CNN
—
A former Syrian military official who oversaw a prison where alleged human rights abuses took place has been indicted on several counts of torture after being arrested on visa fraud charges in July, authorities announced Thursday.
Samir Usman al-Sheikh, who oversaw Syria’s notorious Adra prison from 2005 to 2008 under recently ousted President Bashar al-Assad, is facing federal charges on several counts of torture and conspiracy to torture. Indicted by a grand jury.
“This is a huge step toward justice,” said Muaz Mustafa, executive director of the U.S.-based Syria Emergency Task Force. “The trial of Samir Usman al-Sheikh will reiterate that the United States will not allow war criminals to come and reside in the United States with impunity, even if the victim was not a U.S. citizen. .”
Federal authorities detained a 72-year-old man at Los Angeles International Airport in July on suspicion of immigration fraud, but specifically for persecuting someone in Syria on a U.S. visa and citizenship application, according to a criminal complaint. It was denied. He had purchased a one-way ticket to depart from LAX on July 10 and fly to Beirut, Lebanon.
Human rights groups and United Nations officials have accused the Syrian government of perpetrating widespread abuses, including torture and arbitrary detention of thousands of people in detention centers, often without informing families. .
The government fell to a sudden rebel offensive last Sunday, ending the 50-year rule of the Assad family and forcing the former president to flee to Russia. Since then, rebels have released tens of thousands of prisoners from facilities in multiple cities.
In his role as warden of Adra Prison, al-Sheikh allegedly ordered his subordinates to inflict severe physical and psychological suffering on prisoners, and was directly involved in it.
According to federal officials, he ordered the prisoners into a “punishment wing,” where they were suspended from the ceiling with their arms outstretched and beaten, with their bodies cut in half at the waist. The patient was fitted with a folding device, which in some cases caused fractures to the vertebrae.
“Our client vehemently denies these politically motivated and false accusations,” his attorney Nina Marino said in an emailed statement.

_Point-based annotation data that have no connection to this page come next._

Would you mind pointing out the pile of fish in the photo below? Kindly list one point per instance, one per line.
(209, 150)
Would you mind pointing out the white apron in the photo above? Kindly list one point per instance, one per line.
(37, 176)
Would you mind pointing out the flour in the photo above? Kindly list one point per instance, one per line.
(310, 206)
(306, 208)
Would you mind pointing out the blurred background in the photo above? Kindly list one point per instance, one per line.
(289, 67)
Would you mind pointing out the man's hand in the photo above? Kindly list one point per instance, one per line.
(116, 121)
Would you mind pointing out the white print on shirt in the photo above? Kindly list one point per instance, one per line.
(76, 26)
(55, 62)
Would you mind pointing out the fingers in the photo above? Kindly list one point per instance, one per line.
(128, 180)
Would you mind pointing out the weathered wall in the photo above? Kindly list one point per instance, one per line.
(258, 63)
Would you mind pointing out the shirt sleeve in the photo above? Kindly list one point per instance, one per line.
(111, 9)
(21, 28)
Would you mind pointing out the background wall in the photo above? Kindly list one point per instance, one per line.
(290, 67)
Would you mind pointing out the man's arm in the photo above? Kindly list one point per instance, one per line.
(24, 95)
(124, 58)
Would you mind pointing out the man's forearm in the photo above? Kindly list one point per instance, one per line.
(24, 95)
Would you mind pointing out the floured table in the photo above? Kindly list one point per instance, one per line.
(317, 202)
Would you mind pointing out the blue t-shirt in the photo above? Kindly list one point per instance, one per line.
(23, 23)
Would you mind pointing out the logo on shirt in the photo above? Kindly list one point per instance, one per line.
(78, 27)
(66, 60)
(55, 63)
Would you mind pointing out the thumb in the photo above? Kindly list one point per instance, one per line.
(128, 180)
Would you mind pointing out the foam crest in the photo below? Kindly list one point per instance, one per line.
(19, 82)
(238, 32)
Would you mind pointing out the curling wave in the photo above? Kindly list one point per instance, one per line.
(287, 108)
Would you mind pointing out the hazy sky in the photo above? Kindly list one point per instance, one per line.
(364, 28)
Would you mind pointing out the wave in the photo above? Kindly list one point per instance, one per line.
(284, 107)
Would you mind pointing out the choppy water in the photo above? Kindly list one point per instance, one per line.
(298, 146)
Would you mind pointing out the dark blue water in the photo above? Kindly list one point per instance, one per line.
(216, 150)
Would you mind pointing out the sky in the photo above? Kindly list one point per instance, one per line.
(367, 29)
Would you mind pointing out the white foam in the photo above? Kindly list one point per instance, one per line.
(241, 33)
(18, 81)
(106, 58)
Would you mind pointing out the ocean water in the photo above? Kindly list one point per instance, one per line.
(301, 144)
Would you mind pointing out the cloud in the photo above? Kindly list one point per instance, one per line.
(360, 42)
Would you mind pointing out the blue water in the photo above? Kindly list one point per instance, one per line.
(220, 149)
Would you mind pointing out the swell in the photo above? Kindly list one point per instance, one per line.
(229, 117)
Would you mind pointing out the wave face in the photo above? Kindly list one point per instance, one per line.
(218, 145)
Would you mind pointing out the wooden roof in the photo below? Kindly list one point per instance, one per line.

Marino called the case a “misuse” of government resources by the U.S. Department of Justice “to prosecute foreign nationals for crimes committed against non-U.S. nationals in foreign countries.”
In an indictment released Monday, U.S. authorities accused two Syrian officials of running a prison and torture center at Mezzeh Air Base in the capital Damascus. The victims included Syrians, Americans and dual nationals, including 26-year-old American aid worker Leila Shweikani, according to prosecutors and the Syrian Emergency Task Force.
Federal prosecutors issued arrest warrants for the two officials, but said they remain at large.
In May, a French court sentenced three senior Syrian officials in absentia to life in prison for complicity in war crimes, in a largely symbolic but landmark case against the Assad regime and the first of its kind in Europe. Ta.
Al-Sheikh began his career in a police command position, officials said, before moving to Syria’s national security services, which focused on countering political opposition. He then became the warden of Adra Prison and Brigadier General in 2005. In 2011, he was appointed governor of Deir Ezzor, a region northeast of the Syrian capital Damascus, where there had been a violent crackdown on demonstrators.
According to the indictment, Alsheikh immigrated to the United States in 2020 and applied for citizenship in 2023.
If convicted, he faces a maximum sentence of 20 years in prison for conspiracy to commit torture and three counts of torture, and a maximum sentence of 10 years in prison for each of two counts of immigration fraud.